OK, it would be a lie to say that I couldn’t do it, I just choose not to. I DO love pizza and it's practically impossible for me to give up a sesame bagel with light vegetable cream cheese on a Sunday morning…yummy.

But having said that, it is interesting to think about body types differently for just a moment. My doctor has actually called me "genetically superior" for having the genetics to easily store weight. Think about that. My ancestors went through frozen terrain most of the year...no food to be foraged, little if anything to be killed. Were it not for the fact that my family had enough reserves on their body to get us through the 'lean" times, we would have died out many generations ago. So I've been "blessed" with a body that gains weight easily and has bigger boobs than not (again, enough fat reserves to produce enough milk to feed an infant); is chemically sensitive so (would have stayed away from slightest bits of toxins such as those found in almond skins and garlic), has a naturally slow heartbeat--(burning calories at a slower rate to "conserve" life) and stayed healthy while "lesser" human subjects would have died off under similar circumstances. It's an interesting perspective...

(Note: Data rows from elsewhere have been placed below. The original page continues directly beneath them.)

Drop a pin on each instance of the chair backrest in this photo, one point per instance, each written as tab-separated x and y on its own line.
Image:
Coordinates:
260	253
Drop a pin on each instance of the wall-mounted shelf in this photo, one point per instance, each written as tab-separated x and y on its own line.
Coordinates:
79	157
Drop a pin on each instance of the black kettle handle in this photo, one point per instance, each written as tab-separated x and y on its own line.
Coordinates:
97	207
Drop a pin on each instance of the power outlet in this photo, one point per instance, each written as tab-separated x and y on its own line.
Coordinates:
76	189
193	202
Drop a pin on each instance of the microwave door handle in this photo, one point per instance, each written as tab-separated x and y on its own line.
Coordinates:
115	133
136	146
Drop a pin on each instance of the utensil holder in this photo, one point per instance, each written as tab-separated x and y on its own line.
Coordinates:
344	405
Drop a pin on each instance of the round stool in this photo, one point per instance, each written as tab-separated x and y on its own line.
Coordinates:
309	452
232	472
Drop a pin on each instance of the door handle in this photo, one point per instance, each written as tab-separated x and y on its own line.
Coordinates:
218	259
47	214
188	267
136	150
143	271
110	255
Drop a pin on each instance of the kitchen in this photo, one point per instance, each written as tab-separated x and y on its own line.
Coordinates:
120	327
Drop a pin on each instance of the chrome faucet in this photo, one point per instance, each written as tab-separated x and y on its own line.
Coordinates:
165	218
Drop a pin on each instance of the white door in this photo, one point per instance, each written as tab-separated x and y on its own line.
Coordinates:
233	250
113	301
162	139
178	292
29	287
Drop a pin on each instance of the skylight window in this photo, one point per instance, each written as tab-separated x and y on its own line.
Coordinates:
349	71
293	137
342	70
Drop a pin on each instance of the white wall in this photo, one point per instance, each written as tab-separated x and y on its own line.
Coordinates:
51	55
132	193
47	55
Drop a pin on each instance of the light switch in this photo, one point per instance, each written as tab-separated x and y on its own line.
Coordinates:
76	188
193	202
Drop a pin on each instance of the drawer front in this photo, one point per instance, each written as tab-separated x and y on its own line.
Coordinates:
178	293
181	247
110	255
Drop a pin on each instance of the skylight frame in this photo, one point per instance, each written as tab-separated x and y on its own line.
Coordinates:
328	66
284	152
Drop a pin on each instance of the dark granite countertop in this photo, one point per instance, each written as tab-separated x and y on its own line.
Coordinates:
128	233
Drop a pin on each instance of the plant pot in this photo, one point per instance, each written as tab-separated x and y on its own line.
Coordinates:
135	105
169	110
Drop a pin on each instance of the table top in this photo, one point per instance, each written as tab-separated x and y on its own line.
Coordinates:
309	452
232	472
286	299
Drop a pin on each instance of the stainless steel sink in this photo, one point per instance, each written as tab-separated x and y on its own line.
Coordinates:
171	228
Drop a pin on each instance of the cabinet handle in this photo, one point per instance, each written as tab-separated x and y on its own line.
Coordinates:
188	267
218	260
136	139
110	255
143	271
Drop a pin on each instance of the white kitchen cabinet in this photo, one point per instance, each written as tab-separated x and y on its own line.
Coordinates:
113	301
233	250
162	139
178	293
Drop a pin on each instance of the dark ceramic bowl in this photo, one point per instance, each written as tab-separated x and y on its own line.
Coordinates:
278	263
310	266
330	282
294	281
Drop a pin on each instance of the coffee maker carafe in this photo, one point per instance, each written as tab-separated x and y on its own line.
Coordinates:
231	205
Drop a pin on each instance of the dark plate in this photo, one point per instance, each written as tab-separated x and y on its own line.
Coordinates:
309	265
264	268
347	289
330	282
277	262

But what I equally get out of fasting is the mastery of having done it. It's an amazing process of really understanding your baser animal self. Things that normally don't bother you as a scent, suddenly do--your sense of smell becomes animal-like because you haven't eaten. You can smell someone breaking lettuce downstairs...the smell of grapes from the next house if your windows are open...and once you begin to eat again food the taste of raw food is as intense as when you were little. It sounds difficult, but, truth be told, all you have to do is to put one foot in front of the other to make it happen. Big deal--two or three weeks without food--it's not all that hard.

Here in America with rare exception don't have the experience of knowing what it's like not to have food, a two week water fast gives you an appreciation outside of yourself for world hunger; what the Jews went through during WWII, famines in Africa, and although I'm not all that much of a tree hugger type, there is a perspective of dietary change positively affecting the world globally. There are even parts of oriental teachings that say that eating less leaves food for someone else who is hungry.

The fasting experience and the intense flavor of natural foods afterward will give you a better appreciation for the food that you do eat and learning that your body is a filter; you will always get out of it what you put into it. Spring is coming and I'm feeling a pull towards a cleansing and rebirth.